I'm sorry to come in here with one of the "am I..." posts, but I need to talk about this somewhere because I'm unsure about this and I'm kind of nervous to even post about this anymore.
I've struggled with obsessive compulsive disorder my entire life and I often fall into depressions because of it. I'm also just in general rarely get excited or have super strong emotional responses to a lot of things. I have to wonder if maybe this could be affecting my romantic orientation? I think I might be asexual too, but then again I have to wonder if that might be due to my tendency towards being depressed.
I've thought I had crushes in the past, but in retrospect I think it was just me confusing love towards friends as romantic feelings or just simply picking crushes to fit in. I never got the butterflies or nervousness that a lot of people describe and even people I thought I had crushes on I often questioned if it was a crush. There was instances where I was asked out by people I thought I liked and wanted to date but every time it came down to it I could never bring myself to actually be in a relationship with them, it just sounded unnecessary and suffocating but I often came up with excuses to never date through high school despite multiple opportunities to. I'm graduating this year and I'm well aware that I'm not straight, for awhile I thought I was gay because everyone I had strong feelings towards were girls, but I think that's just because I was only friends with girls and I generally just feel a lot of love for my friends. It's still really confusing though because I don't know how to measure what romantic attraction is if I don't know if I've ever felt it.
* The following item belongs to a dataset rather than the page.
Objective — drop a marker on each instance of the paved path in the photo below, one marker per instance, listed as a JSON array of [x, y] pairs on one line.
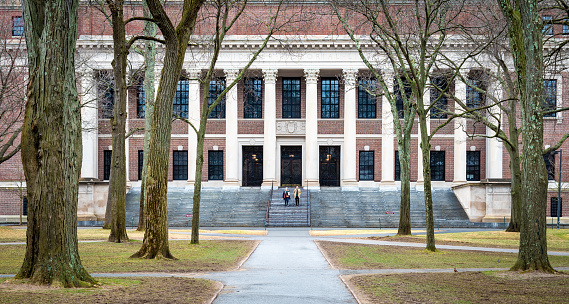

The only thing I can say is when I found what aromanticism was about a year ago I felt incredibly happy to realize that not having a relationship was even an option, it was freeing but I didn't necessarily consider the label for myself immediately.
I kind of wonder if maybe this is attributed to the fact that I'm just not a very social person and like I said before I tend to be depressed and unexcited. I wonder maybe if I met more people and was a more emotional person I would have romantic feelings towards other people, and this fall I'll be going away to university. I've kind of always expected that I'd meet "the one" in college, and for some reason that always sounded unexciting to me though. I kind of don't want to fall in love with someone and I'd much rather spend my life alone, but again I can't tell if it's my poor mental health talking sometimes. I also sometimes wonder if maybe I am just gay and I'm experiencing internalized homophobia or something, or maybe I'm just too young to even know or the fact that I've thought I had crushes on my friends when I was really young means I can't be aromantic. I guess I'm just wondering if someone feels the same, or if this is a common thing to experience?